IGCIT / Intel-GPU-Community-Issue-Tracker-IGCIT

IGCIT is a Community-driven issue tracker for Intel GPUs.
GNU General Public License v3.0
115 stars 4 forks source link

RDP connections to Windows machine with Arc Graphics card occasionally crash the system #847

Open yetdragon opened 3 weeks ago

yetdragon commented 3 weeks ago

Checklist [README]

Application [Required]

Remote Desktop (RDP)

Processor / Processor Number [Required]

13500

Graphic Card [Required]

Arc A770 LE

GPU Driver Version [Required]

32.0.101.5972

Other GPU Driver version

No response

Rendering API [Required]

Windows Build [Required]

Windows 11 23H2

Other Windows build

No response

Intel System Support Utility report

igcit_ssu.txt

Description and steps to reproduce [Required]

Related to #577.

RDPing to a Windows computer with an Arc graphics card occasionally crashes the system and forces a reboot. I could not identify a definitive pattern, but it tends to happen when I RDP into a computer after some time has passed since booting the computer, though I'm not certain.
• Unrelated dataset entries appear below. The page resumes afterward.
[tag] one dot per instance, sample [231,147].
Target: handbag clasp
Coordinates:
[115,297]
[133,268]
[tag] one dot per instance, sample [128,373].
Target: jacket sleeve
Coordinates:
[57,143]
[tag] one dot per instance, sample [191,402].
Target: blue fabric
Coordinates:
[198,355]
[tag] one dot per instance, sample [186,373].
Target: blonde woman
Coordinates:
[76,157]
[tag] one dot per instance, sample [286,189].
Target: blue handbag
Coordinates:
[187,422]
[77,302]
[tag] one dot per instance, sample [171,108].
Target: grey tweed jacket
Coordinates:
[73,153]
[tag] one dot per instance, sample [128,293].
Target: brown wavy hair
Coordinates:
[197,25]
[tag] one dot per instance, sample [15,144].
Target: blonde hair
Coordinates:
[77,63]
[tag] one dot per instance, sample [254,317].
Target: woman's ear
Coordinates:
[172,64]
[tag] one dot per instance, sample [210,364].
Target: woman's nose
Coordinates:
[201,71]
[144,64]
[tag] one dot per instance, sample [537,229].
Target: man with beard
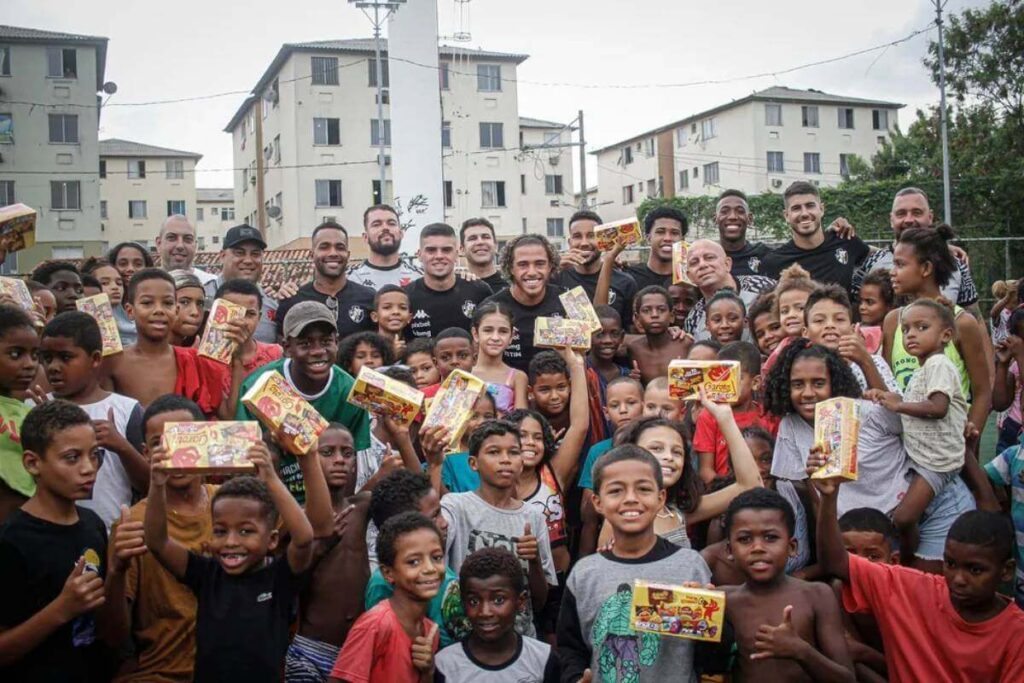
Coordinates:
[479,244]
[441,299]
[176,246]
[709,267]
[582,264]
[526,264]
[384,265]
[910,209]
[349,301]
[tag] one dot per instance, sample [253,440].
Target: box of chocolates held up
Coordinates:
[210,447]
[579,307]
[295,424]
[99,307]
[215,343]
[626,231]
[720,380]
[379,393]
[837,428]
[561,333]
[453,403]
[665,609]
[17,227]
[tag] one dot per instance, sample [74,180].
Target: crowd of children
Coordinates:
[392,552]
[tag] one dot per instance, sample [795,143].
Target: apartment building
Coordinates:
[49,148]
[758,143]
[214,215]
[306,142]
[140,185]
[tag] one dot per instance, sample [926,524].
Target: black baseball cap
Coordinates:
[240,233]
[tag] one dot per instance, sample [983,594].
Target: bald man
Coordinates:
[709,267]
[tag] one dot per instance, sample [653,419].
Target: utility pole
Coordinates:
[946,207]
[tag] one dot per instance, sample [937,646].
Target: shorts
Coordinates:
[309,660]
[954,500]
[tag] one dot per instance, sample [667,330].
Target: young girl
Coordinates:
[493,333]
[933,413]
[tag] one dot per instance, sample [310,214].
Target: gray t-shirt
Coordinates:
[883,463]
[473,524]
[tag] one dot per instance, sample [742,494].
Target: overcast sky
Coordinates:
[164,50]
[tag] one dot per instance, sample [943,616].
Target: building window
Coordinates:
[64,128]
[488,78]
[66,195]
[812,162]
[493,194]
[809,117]
[846,117]
[61,62]
[329,193]
[372,68]
[375,135]
[711,174]
[175,169]
[492,135]
[136,209]
[325,71]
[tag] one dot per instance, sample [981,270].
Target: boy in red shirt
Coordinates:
[713,454]
[949,628]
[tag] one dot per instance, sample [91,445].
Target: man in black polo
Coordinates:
[349,301]
[440,299]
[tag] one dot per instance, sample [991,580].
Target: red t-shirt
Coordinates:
[925,638]
[708,437]
[377,648]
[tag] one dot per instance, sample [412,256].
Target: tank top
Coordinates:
[904,365]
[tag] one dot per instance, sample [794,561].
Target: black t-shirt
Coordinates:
[834,261]
[241,622]
[521,350]
[620,296]
[354,302]
[434,311]
[36,558]
[749,260]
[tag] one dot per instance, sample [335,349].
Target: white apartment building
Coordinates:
[49,151]
[759,143]
[140,185]
[214,215]
[309,132]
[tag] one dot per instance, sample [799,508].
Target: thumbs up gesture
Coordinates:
[525,546]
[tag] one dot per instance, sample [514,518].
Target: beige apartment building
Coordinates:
[49,151]
[309,131]
[758,143]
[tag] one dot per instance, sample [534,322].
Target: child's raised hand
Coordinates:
[525,546]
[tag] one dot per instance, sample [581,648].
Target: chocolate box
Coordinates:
[99,307]
[675,610]
[210,447]
[561,333]
[453,403]
[382,394]
[837,429]
[579,307]
[626,231]
[215,343]
[296,425]
[719,378]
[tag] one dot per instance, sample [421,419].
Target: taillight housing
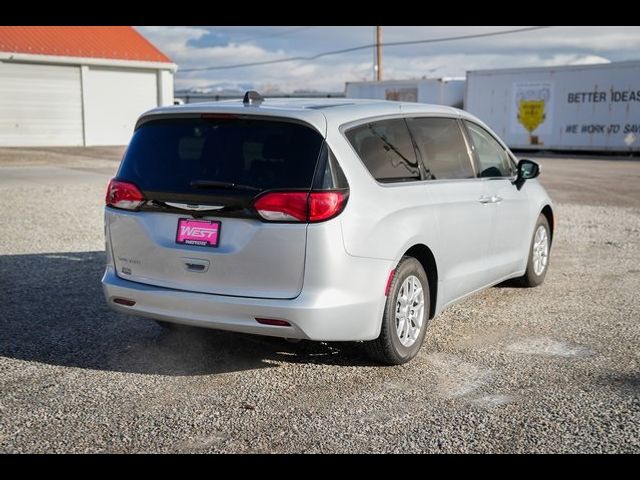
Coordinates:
[123,195]
[301,206]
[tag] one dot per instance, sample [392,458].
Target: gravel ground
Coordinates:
[552,369]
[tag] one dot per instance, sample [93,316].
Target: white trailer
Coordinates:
[440,91]
[581,107]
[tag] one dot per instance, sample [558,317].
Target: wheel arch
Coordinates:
[547,211]
[425,256]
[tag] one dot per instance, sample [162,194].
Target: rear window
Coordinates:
[168,155]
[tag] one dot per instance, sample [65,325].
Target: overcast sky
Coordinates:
[195,47]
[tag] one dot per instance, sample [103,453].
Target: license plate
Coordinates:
[204,233]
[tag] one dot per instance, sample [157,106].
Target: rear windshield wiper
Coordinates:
[229,185]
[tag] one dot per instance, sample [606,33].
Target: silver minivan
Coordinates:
[319,219]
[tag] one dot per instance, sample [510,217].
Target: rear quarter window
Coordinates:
[167,155]
[386,149]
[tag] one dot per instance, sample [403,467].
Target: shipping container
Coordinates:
[581,107]
[440,91]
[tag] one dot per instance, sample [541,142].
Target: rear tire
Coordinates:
[406,316]
[539,253]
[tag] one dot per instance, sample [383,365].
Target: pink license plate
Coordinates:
[205,233]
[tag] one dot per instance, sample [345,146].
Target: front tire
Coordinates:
[406,316]
[538,261]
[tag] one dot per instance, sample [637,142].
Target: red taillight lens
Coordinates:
[300,206]
[325,205]
[283,206]
[123,195]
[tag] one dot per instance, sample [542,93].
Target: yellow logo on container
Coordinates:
[531,114]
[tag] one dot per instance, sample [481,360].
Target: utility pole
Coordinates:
[378,65]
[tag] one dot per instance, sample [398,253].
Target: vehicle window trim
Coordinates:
[344,129]
[475,153]
[419,153]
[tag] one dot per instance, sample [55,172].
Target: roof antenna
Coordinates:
[252,98]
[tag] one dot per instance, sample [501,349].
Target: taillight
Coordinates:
[300,206]
[283,206]
[123,195]
[325,205]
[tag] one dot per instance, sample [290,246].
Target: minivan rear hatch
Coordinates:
[196,229]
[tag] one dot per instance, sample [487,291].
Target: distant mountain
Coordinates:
[224,88]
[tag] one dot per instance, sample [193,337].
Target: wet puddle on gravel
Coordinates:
[548,347]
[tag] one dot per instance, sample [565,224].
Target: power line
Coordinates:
[362,47]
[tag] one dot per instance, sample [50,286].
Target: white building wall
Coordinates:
[114,99]
[40,105]
[47,102]
[165,88]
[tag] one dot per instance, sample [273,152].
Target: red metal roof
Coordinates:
[119,42]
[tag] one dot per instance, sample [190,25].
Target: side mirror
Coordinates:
[527,169]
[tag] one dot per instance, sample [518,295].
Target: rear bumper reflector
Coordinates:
[124,301]
[274,322]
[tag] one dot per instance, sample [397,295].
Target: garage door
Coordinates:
[40,105]
[115,99]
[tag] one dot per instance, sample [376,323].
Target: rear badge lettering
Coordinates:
[204,233]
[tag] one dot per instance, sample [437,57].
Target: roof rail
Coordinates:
[252,98]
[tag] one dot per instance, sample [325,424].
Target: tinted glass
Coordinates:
[442,148]
[167,155]
[493,159]
[386,149]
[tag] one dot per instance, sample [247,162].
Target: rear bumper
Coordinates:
[335,314]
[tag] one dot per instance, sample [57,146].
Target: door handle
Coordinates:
[195,265]
[491,199]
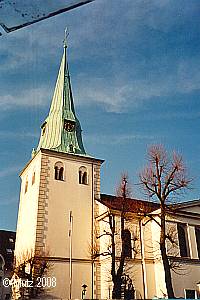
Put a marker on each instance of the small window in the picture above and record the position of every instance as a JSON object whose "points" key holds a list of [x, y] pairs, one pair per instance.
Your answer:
{"points": [[33, 178], [26, 186], [182, 237], [9, 251], [190, 294], [83, 177], [59, 171], [127, 243], [2, 263], [71, 148], [43, 127]]}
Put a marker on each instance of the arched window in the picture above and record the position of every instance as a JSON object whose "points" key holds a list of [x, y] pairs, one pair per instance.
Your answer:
{"points": [[59, 171], [26, 186], [71, 148], [2, 262], [33, 178], [83, 177], [80, 176], [127, 243]]}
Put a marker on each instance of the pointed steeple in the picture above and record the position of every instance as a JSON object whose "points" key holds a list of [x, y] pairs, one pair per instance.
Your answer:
{"points": [[61, 130]]}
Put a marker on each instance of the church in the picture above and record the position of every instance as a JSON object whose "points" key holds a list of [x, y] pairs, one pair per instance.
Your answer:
{"points": [[62, 211]]}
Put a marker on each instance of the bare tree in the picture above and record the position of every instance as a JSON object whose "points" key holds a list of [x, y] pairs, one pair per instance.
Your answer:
{"points": [[118, 260], [162, 179], [30, 268]]}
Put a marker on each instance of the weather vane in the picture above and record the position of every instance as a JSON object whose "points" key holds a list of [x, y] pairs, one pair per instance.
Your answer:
{"points": [[66, 36]]}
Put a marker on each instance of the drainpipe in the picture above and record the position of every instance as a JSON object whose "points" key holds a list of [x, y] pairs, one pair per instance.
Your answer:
{"points": [[143, 261]]}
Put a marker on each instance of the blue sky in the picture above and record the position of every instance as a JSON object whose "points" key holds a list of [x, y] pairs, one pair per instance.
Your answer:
{"points": [[136, 81]]}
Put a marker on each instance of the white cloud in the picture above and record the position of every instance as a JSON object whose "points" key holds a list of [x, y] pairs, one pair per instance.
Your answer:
{"points": [[10, 170], [27, 97], [116, 139]]}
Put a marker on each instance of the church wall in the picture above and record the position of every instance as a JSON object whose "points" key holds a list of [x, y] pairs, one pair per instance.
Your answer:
{"points": [[28, 207], [81, 274], [187, 278], [65, 196]]}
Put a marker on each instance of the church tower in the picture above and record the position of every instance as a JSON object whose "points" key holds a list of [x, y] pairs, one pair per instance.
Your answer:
{"points": [[59, 186]]}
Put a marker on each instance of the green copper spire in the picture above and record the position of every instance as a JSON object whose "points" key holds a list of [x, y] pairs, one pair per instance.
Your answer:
{"points": [[61, 130]]}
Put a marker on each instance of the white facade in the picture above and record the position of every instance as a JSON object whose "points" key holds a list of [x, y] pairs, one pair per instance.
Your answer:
{"points": [[43, 221]]}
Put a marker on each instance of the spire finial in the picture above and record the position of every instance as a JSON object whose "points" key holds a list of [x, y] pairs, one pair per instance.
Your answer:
{"points": [[66, 36]]}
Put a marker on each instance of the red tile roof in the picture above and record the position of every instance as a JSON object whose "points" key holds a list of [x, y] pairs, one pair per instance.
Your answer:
{"points": [[131, 205]]}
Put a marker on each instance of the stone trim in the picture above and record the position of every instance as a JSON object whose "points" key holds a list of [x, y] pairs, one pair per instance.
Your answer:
{"points": [[42, 216], [97, 182]]}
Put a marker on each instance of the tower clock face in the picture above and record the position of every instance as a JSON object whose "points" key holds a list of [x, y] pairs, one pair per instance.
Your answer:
{"points": [[69, 126]]}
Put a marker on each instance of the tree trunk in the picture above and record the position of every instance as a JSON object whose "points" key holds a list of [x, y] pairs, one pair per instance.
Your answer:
{"points": [[168, 278]]}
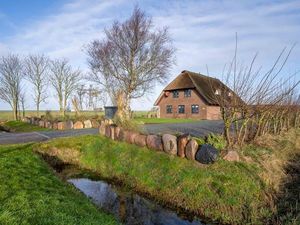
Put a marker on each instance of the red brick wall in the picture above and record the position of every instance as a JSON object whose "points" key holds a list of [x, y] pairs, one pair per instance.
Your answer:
{"points": [[205, 111], [181, 100], [213, 113]]}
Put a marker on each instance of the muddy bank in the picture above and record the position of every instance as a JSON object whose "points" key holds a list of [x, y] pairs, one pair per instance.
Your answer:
{"points": [[112, 196]]}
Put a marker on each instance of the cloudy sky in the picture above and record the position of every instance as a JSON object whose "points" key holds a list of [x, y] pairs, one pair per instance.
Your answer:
{"points": [[203, 32]]}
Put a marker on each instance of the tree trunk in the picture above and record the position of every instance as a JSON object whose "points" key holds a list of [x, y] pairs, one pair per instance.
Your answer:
{"points": [[38, 105]]}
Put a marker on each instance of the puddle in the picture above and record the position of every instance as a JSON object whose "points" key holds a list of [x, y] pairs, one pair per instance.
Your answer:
{"points": [[129, 208]]}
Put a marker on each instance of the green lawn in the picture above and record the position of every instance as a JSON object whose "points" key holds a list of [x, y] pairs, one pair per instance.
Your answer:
{"points": [[19, 126], [6, 115], [145, 120], [30, 193], [224, 192]]}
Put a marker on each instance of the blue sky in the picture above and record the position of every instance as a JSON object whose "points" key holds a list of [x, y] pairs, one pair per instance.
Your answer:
{"points": [[203, 32]]}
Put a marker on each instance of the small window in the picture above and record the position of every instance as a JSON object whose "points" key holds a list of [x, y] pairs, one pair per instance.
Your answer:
{"points": [[195, 109], [169, 109], [175, 94], [181, 109], [187, 93]]}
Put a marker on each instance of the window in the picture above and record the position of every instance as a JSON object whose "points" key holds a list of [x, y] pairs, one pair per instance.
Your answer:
{"points": [[187, 93], [181, 109], [195, 109], [175, 94], [169, 109]]}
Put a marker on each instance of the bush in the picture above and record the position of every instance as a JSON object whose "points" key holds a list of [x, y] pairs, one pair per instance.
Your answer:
{"points": [[48, 115], [217, 141]]}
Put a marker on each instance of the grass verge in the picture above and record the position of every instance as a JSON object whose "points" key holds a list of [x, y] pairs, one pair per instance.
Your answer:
{"points": [[224, 192], [19, 126], [144, 120], [31, 194]]}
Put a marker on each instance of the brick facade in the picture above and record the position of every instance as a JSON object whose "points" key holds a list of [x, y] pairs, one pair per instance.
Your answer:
{"points": [[205, 111]]}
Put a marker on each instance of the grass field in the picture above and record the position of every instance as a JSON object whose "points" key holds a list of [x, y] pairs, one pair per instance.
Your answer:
{"points": [[139, 116], [19, 126], [162, 120], [224, 192], [30, 193], [8, 116], [259, 192]]}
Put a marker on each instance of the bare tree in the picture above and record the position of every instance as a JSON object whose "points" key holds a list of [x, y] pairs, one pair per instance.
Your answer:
{"points": [[132, 58], [36, 70], [64, 80], [256, 103], [10, 81], [80, 92], [22, 103]]}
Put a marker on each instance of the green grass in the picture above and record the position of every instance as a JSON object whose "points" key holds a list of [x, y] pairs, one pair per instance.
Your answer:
{"points": [[224, 192], [30, 193], [18, 126], [145, 120], [6, 115]]}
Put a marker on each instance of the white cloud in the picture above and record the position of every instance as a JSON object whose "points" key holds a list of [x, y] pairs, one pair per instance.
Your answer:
{"points": [[203, 32]]}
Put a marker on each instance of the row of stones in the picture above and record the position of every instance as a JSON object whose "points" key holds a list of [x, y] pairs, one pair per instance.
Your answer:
{"points": [[182, 146], [64, 125]]}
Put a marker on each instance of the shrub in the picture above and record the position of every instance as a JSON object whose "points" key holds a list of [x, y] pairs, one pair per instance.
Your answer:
{"points": [[217, 141]]}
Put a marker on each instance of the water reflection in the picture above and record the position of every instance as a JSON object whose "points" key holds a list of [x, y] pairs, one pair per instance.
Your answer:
{"points": [[131, 209]]}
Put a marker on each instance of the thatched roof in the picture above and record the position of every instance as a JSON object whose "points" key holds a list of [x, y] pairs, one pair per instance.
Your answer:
{"points": [[206, 86]]}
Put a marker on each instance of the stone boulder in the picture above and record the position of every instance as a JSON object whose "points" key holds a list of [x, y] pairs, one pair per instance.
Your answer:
{"points": [[232, 156], [191, 149], [41, 123], [130, 136], [87, 124], [170, 144], [154, 142], [69, 125], [207, 154], [117, 133], [78, 125], [60, 125], [107, 131], [182, 141], [122, 134], [102, 128], [48, 124], [95, 124], [66, 125], [108, 121], [140, 140], [36, 121], [55, 125], [26, 120], [112, 131]]}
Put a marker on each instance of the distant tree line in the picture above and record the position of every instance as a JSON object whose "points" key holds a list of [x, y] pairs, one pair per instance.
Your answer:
{"points": [[131, 59], [42, 73]]}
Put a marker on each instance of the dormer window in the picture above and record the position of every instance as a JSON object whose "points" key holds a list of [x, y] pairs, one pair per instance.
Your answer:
{"points": [[175, 94], [187, 93]]}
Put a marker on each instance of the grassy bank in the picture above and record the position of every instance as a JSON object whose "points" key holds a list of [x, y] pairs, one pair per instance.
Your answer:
{"points": [[8, 115], [224, 192], [19, 126], [30, 193]]}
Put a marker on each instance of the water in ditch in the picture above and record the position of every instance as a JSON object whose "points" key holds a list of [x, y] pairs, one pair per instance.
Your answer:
{"points": [[129, 208]]}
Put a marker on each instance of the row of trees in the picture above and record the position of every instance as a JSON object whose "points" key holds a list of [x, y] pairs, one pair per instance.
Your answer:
{"points": [[131, 59], [41, 72]]}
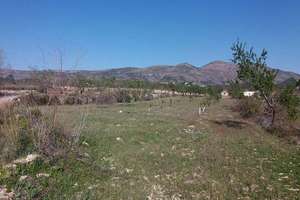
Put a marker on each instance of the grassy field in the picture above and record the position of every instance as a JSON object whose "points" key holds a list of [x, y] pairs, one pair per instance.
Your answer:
{"points": [[167, 151]]}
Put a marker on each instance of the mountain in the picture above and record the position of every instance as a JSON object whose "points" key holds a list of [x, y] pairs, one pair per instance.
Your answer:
{"points": [[214, 73]]}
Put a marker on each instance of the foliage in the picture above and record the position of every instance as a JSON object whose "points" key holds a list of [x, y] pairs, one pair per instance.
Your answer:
{"points": [[123, 96], [290, 101], [253, 70], [214, 92], [248, 106], [25, 130]]}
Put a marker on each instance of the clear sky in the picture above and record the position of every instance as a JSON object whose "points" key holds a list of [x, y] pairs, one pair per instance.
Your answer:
{"points": [[105, 34]]}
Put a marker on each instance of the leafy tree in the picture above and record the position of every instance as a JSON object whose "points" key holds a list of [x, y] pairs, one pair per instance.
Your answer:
{"points": [[235, 90], [252, 69], [214, 92], [290, 101]]}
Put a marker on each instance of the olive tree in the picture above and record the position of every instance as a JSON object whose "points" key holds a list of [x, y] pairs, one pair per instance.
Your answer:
{"points": [[253, 70]]}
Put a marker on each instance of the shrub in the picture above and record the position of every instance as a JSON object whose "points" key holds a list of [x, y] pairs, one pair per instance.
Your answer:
{"points": [[248, 106], [105, 98], [123, 96], [24, 130]]}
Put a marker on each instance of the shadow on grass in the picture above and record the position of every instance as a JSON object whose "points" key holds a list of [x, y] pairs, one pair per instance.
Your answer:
{"points": [[230, 123]]}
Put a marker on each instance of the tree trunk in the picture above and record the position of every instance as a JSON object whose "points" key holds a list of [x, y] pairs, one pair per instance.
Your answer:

The issue seems to be an Intel graphics driver initialization error. I attached Windows logs below.

Since I'm not physically present with the computer, I can't update the driver, and attempting to do so through RDP caused some trouble in the past (I'm confident the issue would persists even after driver updates).

Device / Platform

No response

Crash dumps [Required, if applicable]

compressed_dumps.zip

Application / Windows logs

This is the error from the system section of Windows event viewer (Meaning the computer is rebooted after error check):

컴퓨터가 오류 검사 후 다시 부팅되었습니다. 오류 검사: 0x00000116 (0xffff9784506bb050, 0xfffff80582541e60, 0x0000000000000000, 0x000000000000000d). 덤프 저장 위치: C:\Windows\Minidump\092424-14390-01.dmp. 보고서 ID: 0b6b3678-309d-4913-a200-3171cab318d

I checked the Minidump file in the event log with WinDbg. It says that the error is VIDEO_TDR_FAILURE (116): Attempt to reset the display driver and recover from timeout failed. It seems the Intel graphics driver sometimes fails to initialize on RDP connection for some reason.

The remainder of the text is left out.